According to think tank, the Institute for Human Rights and Business, across Southeast Asia, an estimated 10 million migrant workers live and work in major destinations such as Malaysia, Singapore and Thailand.
Malaysia is home to around two million documented migrant workers, comprising about 15 percent of the country’s total workforce. In neighbouring Singapore where its population is over five million, roughly one million people are in the foreign work force. Whereas an estimated four to five million migrants are working in Thailand.
The coronavirus pandemic has proven to be challenging for many people, and migrant workers are not excluded.
With movement restrictions from March to May 2020, it was estimated that over 100,000 workers from Myanmar, 50,000 from Cambodia, and 60,000 from Lao PDR went home after losing their jobs in Thailand. Similarly, in Malaysia, 40,000 migrant workers from Thailand and 12,000 from Indonesia also returned home.
Singapore which was initially lauded for its gold standard approach in tackling the health crisis saw thousands of infections among its migrant workers in 2020. The situation seems to be under control now, thanks to the island-state’s excellent preventive measures.
However, the same problem is now seen in other ASEAN member states, notably Thailand in recent weeks.
Just last month, an outbreak occurred in Samut Sakhon – just southwest of Bangkok – linked to a seafood market. The index case at the market is believed to be a 67-year-old shrimp seller who tested positive for the deadly disease sometime mid-December.
Most of the recent infections were migrant workers from neighbouring Myanmar.
On 18 December 2020, Thailand had recorded over 4,000 cases with 60 deaths related to COVID-19. Today, the kingdom has reported 12,423 cases and 70 deaths to date – a nearly 300 percent increase in just 30 days.
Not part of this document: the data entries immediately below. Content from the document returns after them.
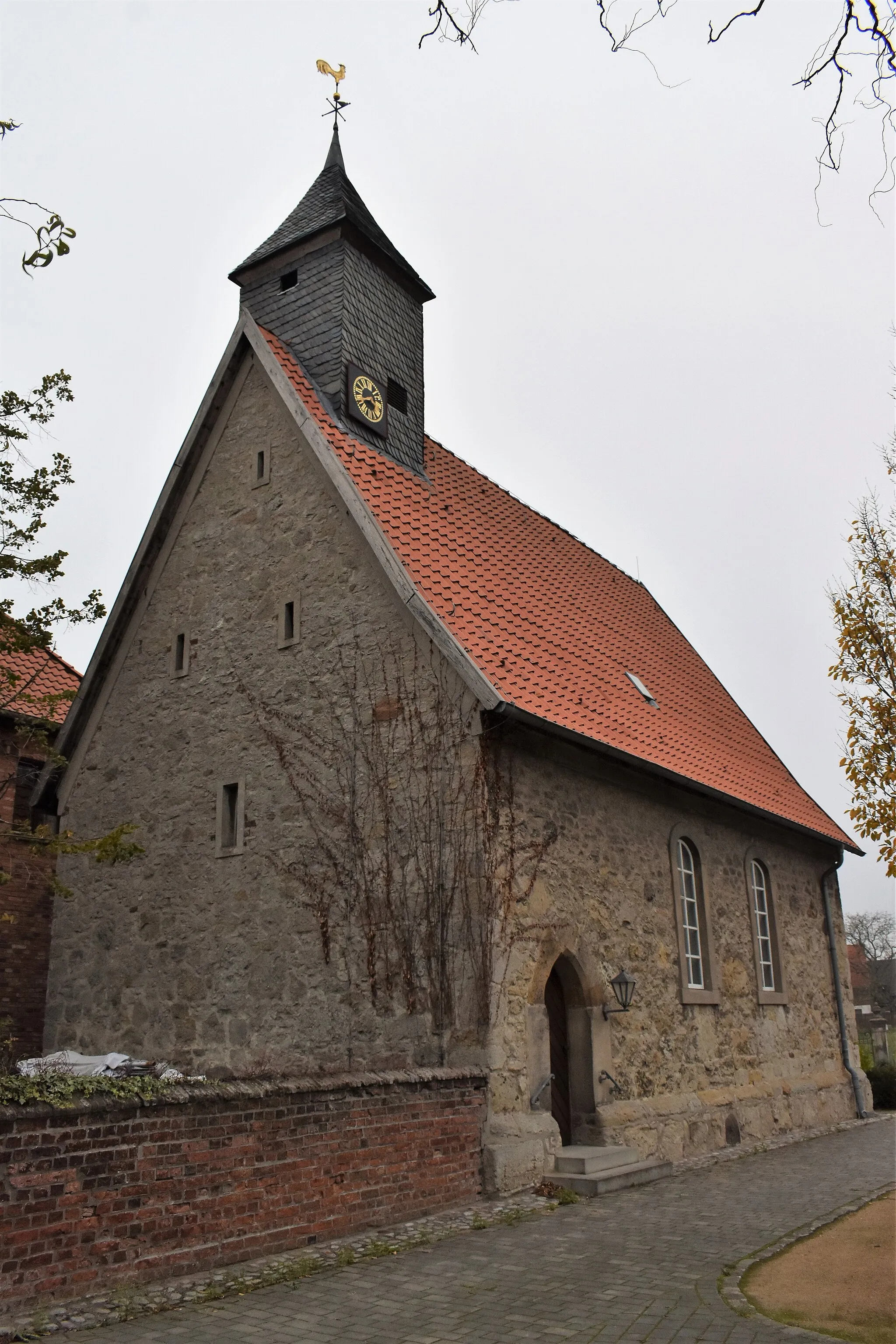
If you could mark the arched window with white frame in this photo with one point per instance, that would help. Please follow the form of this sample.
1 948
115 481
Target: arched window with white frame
690 898
696 959
770 983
Nevertheless, the number of infected migrant workers could in fact be more than reported. Pakpoom Sawangkhum, president of the Proud Association which helps vulnerable communities in Samut Sakhon, said that some migrants are reluctant to get tested because of their illegal status. Moreover, those who have tested positive could also perhaps be refusing treatment in an effort to remain employed.
The new coronavirus wave which has spread to other provinces has prompted the enaction of a partial lockdown in Bangkok earlier this month – which will affect businesses such as bars, massage parlours, and gyms, among others.
Since the outbreak in Samut Sakhon where 400,000 migrant workers live – mostly from Myanmar – the community has been blamed for importing COVID-19 into Thailand.
Last month, Thai premier Prayut Chan-o-cha said workers from Myanmar who had “snuck in and out” of Thailand were behind the cluster, and raised the prospect that Thai officials had helped them cross the border.
The migrant workforce faces widespread discrimination, and the outbreak has ignited an anti-Myanmar sentiment among some Thais.
“I would not get close to them under any circumstances,” said Maneerat Jekpan, a food vendor in Samut Sakhon, admitting she was "anti-Burmese". Nevertheless, despite her animosity, she still brought food to the quarantined workers because she was “worried they wouldn’t have anything to eat.”
Hate speech against Myanmar migrant workers has also been expressed on social media. However, not everything on social media has been negative, with some Thais defending the migrant workers.
"Myanmar people are being labelled for spreading COVID-19, but the virus doesn't discriminate," said Sompong Srakaew of the Labour Protection Network, a Thai group that helps migrant workers.
Surge In Cambodia
Other than migrant workers from Myanmar, it was reported that more than 150 Cambodian workers in Thailand have also tested positive for the viral disease. This has led to many Cambodian migrant workers fleeing the Land of Smiles as cases and deaths in the latter kingdom increases.
Although Cambodia has only reported 439 confirmed cases so far, local media said the situation was “alarming” as the country continues to register COVID-19 cases among returning workers. Out of all the infections in the ASEAN member state, 69 are migrant workers from Thailand.
It was also recently reported that China – Cambodia’s staunch ally – will donate one million doses of its Sinovac coronavirus vaccine to the ASEAN member state.
"To prevent the nation and people from being infected with this deadly virus, we have to use vaccines that were already used on Chinese leaders and millions of people... We cannot wait any longer,” said Cambodia’s leader, Hun Sen.